Too little has changed since Lewis’ passing. Black Americans are often forgotten from history. They are often overlooked and squeezed out—and, thus, not granted the same opportunities. There are only four Black CEOs of S&P 500 companies (it’ll be five in March, when the sole Black female CEO takes the helm), only 9% of businesses are Black owned and roughly 1% of Black-owned businesses have received venture capital funding. Lewis’ story is one of Black wealth, a history that continues to be skewed. For(bes) The Culture is on a mission to change that.

We’re setting out to accurately define, rectify and create Black history. Our State of Black Entrepreneurship project is multifaceted: It incorporates historical research that will unveil decades of forgotten and omitted Black business successes, plus new quantitative data and original multimedia storytelling that will illustrate how Black entrepreneurship stands across industries today—as well as where it’s headed. 

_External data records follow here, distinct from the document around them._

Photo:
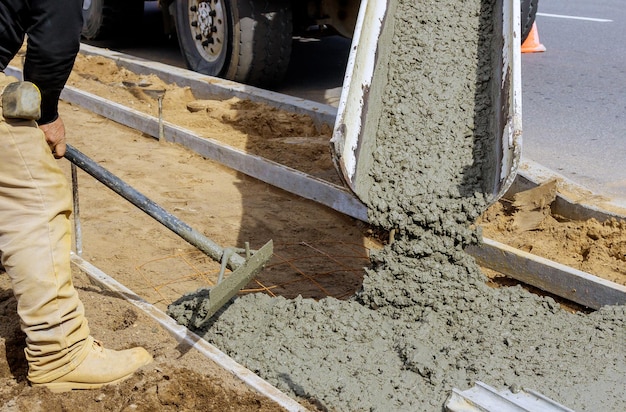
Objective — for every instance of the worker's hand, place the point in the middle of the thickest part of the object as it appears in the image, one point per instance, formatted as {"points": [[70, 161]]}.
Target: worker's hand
{"points": [[55, 136]]}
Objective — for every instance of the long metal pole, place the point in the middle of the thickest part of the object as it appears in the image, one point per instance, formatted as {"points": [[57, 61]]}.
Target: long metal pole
{"points": [[170, 221]]}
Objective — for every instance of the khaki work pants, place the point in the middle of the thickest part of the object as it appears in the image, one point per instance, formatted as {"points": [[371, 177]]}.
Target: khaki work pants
{"points": [[35, 242]]}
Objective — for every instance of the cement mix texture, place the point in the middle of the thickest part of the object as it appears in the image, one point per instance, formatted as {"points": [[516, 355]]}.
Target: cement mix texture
{"points": [[425, 321]]}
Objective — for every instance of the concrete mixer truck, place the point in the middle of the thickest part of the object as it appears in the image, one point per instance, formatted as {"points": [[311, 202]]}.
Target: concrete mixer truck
{"points": [[248, 41]]}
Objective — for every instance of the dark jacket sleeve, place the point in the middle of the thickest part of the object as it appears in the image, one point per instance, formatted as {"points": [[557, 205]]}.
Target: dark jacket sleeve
{"points": [[53, 42]]}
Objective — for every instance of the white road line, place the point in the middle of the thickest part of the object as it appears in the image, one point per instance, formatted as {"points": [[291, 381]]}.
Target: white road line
{"points": [[561, 16]]}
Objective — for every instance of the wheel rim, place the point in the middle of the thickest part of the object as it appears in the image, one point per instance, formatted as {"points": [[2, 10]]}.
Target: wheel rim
{"points": [[207, 21]]}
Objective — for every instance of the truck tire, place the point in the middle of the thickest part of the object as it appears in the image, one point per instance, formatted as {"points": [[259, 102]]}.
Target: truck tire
{"points": [[527, 16], [104, 19], [246, 41]]}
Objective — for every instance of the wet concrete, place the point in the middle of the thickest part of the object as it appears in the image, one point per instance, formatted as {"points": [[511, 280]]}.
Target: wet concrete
{"points": [[425, 321]]}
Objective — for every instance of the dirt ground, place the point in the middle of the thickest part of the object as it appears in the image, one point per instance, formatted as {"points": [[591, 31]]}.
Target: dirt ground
{"points": [[318, 252]]}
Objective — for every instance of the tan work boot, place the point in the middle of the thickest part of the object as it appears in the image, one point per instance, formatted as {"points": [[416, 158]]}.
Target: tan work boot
{"points": [[101, 367]]}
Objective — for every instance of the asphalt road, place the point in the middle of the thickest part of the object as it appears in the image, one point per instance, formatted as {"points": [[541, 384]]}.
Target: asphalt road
{"points": [[574, 94]]}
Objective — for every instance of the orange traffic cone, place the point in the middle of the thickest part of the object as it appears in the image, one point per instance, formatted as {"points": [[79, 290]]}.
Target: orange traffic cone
{"points": [[532, 43]]}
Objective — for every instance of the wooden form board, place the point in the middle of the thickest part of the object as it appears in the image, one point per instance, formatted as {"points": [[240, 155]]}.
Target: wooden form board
{"points": [[580, 287]]}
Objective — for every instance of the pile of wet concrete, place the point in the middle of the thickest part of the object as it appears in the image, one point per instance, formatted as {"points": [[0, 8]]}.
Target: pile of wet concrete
{"points": [[425, 321]]}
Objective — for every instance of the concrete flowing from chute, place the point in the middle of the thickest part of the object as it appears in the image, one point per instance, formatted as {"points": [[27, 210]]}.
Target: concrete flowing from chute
{"points": [[425, 321]]}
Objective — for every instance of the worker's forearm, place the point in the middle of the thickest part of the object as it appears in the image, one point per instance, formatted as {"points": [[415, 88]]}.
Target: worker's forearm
{"points": [[53, 42]]}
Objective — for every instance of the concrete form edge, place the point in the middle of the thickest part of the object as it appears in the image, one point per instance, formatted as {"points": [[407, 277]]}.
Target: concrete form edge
{"points": [[184, 335], [204, 86]]}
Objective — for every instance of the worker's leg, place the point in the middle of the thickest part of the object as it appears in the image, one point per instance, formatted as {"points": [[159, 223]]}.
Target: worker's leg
{"points": [[35, 205]]}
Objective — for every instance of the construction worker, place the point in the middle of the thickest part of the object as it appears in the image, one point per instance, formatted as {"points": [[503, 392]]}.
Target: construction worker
{"points": [[35, 206]]}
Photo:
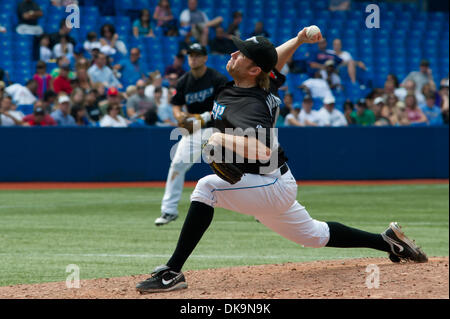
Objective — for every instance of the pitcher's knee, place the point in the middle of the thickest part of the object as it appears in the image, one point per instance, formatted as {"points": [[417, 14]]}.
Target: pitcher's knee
{"points": [[203, 191], [317, 235]]}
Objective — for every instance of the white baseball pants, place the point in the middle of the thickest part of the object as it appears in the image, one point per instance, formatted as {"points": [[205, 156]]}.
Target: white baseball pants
{"points": [[187, 153], [271, 199]]}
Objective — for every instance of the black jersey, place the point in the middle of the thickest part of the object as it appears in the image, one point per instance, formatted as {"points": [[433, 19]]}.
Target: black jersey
{"points": [[250, 108], [198, 94]]}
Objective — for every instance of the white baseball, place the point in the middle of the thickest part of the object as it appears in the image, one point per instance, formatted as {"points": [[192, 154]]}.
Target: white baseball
{"points": [[311, 31]]}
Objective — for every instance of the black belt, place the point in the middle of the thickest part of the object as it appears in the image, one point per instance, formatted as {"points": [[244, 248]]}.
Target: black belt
{"points": [[283, 169]]}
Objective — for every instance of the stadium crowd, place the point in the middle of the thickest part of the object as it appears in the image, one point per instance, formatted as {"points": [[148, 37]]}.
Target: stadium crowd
{"points": [[104, 82]]}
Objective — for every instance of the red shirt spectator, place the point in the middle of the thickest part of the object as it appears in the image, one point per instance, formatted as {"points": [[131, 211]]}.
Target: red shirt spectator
{"points": [[62, 81], [39, 118]]}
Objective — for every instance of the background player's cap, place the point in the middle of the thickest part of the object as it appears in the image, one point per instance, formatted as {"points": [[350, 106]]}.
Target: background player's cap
{"points": [[197, 48], [260, 50]]}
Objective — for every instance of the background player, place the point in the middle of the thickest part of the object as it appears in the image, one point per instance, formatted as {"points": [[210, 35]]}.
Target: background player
{"points": [[195, 90], [249, 102]]}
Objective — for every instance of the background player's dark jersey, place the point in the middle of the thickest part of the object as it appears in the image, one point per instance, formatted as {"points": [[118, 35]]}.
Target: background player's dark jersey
{"points": [[250, 108], [198, 94]]}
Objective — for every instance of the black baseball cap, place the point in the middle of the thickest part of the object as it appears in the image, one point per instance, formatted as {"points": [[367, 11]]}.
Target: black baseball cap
{"points": [[197, 48], [39, 111], [260, 50]]}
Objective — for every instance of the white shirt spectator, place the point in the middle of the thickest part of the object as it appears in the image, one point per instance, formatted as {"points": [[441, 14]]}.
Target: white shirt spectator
{"points": [[45, 54], [401, 93], [193, 17], [108, 121], [58, 51], [335, 79], [7, 121], [150, 90], [88, 45], [20, 94], [335, 118], [319, 87], [310, 117], [344, 55]]}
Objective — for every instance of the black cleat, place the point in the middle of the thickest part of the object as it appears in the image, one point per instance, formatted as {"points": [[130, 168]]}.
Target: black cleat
{"points": [[165, 219], [402, 248], [163, 279]]}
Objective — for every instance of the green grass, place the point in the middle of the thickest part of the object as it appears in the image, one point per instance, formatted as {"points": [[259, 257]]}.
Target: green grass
{"points": [[110, 232]]}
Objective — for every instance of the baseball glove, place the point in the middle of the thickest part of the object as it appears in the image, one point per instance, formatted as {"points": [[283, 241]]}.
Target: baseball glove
{"points": [[226, 171], [189, 122]]}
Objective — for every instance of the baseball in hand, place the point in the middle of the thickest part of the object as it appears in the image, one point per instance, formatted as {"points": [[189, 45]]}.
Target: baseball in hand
{"points": [[311, 31]]}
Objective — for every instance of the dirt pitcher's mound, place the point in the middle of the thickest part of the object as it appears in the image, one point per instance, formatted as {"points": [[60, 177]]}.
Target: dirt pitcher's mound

Here’s where much of the rectifying will come in: February, the coldest and shortest month of the year, has long been considered a time to celebrate Black history and support the Black community. We’re rallying entrepreneurs, executives, celebrities and fellow changemakers to join our campaign to move this observance to June—a time when Black businesses can better capitalize. June is the month when Juneteenth, the holiday commemorating the end of slavery in the U.S., is celebrated. Last year, on the heels of George Floyd’s murder at the end of May, it was also the month in which much of the world faced a heightened reckoning with racial injustice. We recognize that June is also Pride Month. We intend to complement ongoing efforts to celebrate the LGBTQ+ community, shedding light on the importance of intersectionality and collective liberation.

But a month, regardless of what month, shouldn’t be the only time we choose to celebrate, honor and support Black Americans. Because Black history is American history. For(bes) The Culture and its community of trailblazers intends to be at the forefront of making this a ubiquitous reality. The fate of future Reginald F. Lewises depend on it.